Des sacs qui s’entassent à même le sol, dans une grande partie du centre-ville de Marseille, et des détritus qui petit à petit recouvrent la chaussée. Depuis près de quatre jours, la cité phocéenne fait de nouveau face à une grève ​des poubelles, notamment dans les 1er, 4e, 5e, 6e et 7e arrondissements de la ville.

Le mouvement a commencé jeudi soir, avec un débrayage d’une partie des agents au sein du dépôt de la Cabucelle, dans les quartiers Nord, à l’appel de la CGT qui a déposé un préavis de grève le 1er septembre dernier. Les jours passent et ce mouvement se poursuit, jusqu’à gagner du terrain. Selon nos informations, ce dimanche, seules sept bennes, sur les 27 que compte ce dépôt, sont ainsi sorties du dépôt de la Cabucelle.

Un dossier explosif

Et l’horizon ne semble pas s’éclaircir, tant le dossier à l’origine de cette grève est explosif. Comme l’exige la loi de transformation de la fonction publique du 6 août 2019, la métropole mène en ce moment même une réforme du temps de travail de ces agents effective d’ici le 1er janvier 2022, et en particulier des agents de la collecte.

Actuellement, ces derniers travaillent en effet environ 1.486 heures par an, soit bien moins que les 1.607 heures annuelles requises par cette loi, qui correspondent à 35 heures hebdomadaires. Conformément à l’article 2 de ce texte, qui prévoit des aménagements en cas de pénibilité, la métropole a proposé une pondération de 5 %, soit 1.530 heures annuels pour tous les agents de la collecte, administrative ou éboueur.

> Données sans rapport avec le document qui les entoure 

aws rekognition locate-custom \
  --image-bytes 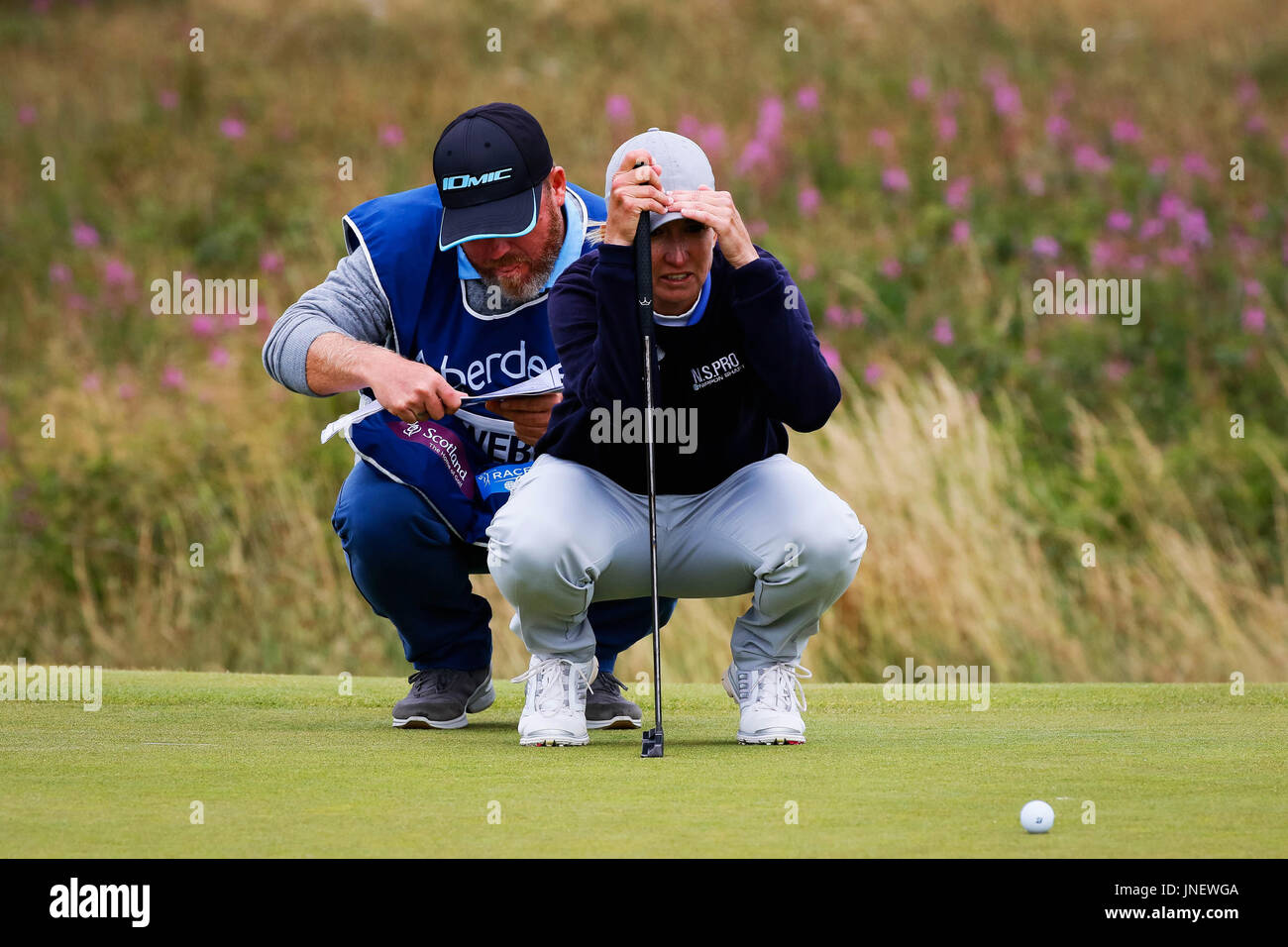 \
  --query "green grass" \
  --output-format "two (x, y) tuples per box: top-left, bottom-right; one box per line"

FO menace d’entrer en grève à son tour

De quoi faire bondir les syndicats des éboueurs. « Il faut mesurer la gravité de cette proposition, s’agace Véronique Dolot, coordinatrice CGT pour la collecte à la métropole. Cela voudrait dire que les rippers passeraient 5h42 par jour derrière leur benne. C’est surréaliste. C’est comme si on leur proposait de se jeter dans une piscine pleine de piranhas ! On parle quand même d’agents dont l’état de santé est déjà durement touché par leur travail. »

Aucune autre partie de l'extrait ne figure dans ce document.